Dat zouden we allemaal heel erg vinden, ware het niet dat vrijwel
iedereen de invloed van de tv ondergaat, en dat we deze dus als normaal zien.
Hoe dom zulke definities van verslaving zijn, zie je als je ze toepast
op hobbies. Iemand die gek is op winkelen, planten, dansen, voetbal,
motorfietsen, huisdieren, hardrock, Zuidamerikaanse romans, computerspelletjes,
kokkerellen of versieren, stort zich op zo'n bezigheid zodra zich negatieve
gevoelens aandienen, is er in gedachten vaak mee bezig, besteedt er uren per
dag aan, probéért niet eens te minderen, laat er een promotie voor lopen of
offert er een huwelijk aan op. Zou zes procent van de bevolking fanatiek een of
andere hobby beoefenen? Zou best kunnen. Het is heel ondoordacht en
onwetenschappelijk om het woord 'verslaving', dat een zeldzaam maar gevaarlijk
medisch en maatschappelijk ziektebeeld aanduidt, toe te passen op deze milde en
algemeen voorkomende sociale verschijnselen.

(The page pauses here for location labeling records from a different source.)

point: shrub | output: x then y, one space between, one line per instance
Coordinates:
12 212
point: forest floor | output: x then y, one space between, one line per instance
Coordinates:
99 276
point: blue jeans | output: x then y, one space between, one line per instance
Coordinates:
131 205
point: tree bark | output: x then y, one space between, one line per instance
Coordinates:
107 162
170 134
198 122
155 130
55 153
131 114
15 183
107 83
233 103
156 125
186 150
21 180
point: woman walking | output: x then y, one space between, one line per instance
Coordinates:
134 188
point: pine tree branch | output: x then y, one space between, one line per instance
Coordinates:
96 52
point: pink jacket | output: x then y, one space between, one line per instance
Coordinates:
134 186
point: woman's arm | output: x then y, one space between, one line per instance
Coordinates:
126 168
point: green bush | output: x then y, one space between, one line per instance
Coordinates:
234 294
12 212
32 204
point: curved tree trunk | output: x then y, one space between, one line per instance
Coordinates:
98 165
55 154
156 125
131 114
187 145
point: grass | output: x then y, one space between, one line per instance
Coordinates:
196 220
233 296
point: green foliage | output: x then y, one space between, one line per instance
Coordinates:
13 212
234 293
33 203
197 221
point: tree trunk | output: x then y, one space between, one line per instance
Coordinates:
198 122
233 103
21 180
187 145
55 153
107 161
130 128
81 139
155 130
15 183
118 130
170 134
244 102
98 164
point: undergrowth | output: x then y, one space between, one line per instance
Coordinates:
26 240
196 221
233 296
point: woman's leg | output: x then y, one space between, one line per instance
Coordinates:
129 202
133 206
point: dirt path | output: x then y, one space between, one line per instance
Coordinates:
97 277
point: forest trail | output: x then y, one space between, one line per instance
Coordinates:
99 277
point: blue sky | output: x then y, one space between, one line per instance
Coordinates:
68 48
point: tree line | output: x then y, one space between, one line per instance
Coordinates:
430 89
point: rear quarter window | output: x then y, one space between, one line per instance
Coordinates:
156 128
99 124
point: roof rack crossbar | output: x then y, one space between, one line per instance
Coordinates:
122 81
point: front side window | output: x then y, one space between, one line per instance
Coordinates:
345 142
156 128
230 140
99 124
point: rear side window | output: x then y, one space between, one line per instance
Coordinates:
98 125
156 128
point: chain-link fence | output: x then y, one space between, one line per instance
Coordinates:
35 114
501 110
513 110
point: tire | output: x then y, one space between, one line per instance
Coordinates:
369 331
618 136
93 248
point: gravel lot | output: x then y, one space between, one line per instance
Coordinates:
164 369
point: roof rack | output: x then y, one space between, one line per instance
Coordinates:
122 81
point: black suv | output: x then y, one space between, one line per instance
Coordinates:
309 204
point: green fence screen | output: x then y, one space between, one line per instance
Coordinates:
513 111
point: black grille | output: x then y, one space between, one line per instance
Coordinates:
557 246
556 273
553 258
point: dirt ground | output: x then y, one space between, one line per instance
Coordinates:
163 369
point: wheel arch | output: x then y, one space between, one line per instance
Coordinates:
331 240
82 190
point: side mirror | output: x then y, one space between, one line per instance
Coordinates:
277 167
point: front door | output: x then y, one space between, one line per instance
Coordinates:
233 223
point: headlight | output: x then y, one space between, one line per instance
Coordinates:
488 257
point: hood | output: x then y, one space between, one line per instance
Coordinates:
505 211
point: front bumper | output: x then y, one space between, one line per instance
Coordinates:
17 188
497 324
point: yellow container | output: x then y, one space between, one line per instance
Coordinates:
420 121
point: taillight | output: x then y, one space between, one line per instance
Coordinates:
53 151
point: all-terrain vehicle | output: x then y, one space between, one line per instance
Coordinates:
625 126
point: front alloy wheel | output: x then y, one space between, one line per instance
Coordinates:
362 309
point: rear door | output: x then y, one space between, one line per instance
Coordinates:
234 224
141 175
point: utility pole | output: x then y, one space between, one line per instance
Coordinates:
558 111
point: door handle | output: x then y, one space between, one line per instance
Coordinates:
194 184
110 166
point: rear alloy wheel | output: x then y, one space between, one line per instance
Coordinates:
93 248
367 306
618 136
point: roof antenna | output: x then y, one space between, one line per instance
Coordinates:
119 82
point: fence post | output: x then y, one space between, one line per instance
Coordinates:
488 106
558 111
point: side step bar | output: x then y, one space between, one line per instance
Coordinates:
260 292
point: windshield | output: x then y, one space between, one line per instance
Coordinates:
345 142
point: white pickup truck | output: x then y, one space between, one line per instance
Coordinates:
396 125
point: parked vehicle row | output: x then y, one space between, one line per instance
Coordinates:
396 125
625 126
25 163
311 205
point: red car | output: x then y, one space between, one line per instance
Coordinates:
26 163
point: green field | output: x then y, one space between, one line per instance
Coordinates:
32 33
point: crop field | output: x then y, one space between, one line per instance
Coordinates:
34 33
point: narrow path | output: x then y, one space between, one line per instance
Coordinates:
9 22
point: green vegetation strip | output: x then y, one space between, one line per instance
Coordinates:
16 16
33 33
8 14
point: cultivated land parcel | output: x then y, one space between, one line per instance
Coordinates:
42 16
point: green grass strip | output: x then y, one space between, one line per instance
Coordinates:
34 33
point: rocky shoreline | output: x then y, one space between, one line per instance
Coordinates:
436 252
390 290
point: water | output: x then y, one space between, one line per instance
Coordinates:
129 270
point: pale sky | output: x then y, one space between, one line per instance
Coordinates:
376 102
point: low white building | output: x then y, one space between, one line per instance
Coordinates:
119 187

Het lijkt er op dat onderzoek naar verslaving aan internet wordt gedaan
uit onbegrip, om niet te zeggen angst, voor internet zelf. Want wat is 'bezig
zijn met internet'? In de paar uur die je gedurende een dag op internet kunt
doorbrengen kun je het nieuws tot je nemen, naar muziek luisteren, inkopen
doen, bankzaken regelen, je post beantwoorden, een praatje maken, hulp zoeken
bij een computerprobleem, en dingen opzoeken in een omroepgids, een
encyclopedie, een telefoonboek of een spoorboekje. Is dat nou een
verontrustende verzameling activiteiten?
Onderzoekers die dat op een hoop gooien als 'internetgebruik' en dan
moord en brand roepen, begrijpen er niets van. Je kunt mensen net zo goed
vragen of ze vaak buiten komen, of ze naar buiten gaan bij negatieve gevoelens,
of ze aan buiten denken wanneer ze binnen zitten en of ze wel eens proberen de
tijd die ze buiten besteden binnen de perken te houden - zonder te vragen wat
ze dan precies buiten uitspoken, en wáár buiten. En dan publiceren dat tachtig
procent van de bevolking verslaafd is aan 'buiten'.
Ik wil wedden dat David Greenfield volgens deze logica verslaafd is aan
internetverslaving. En hij is ver heen.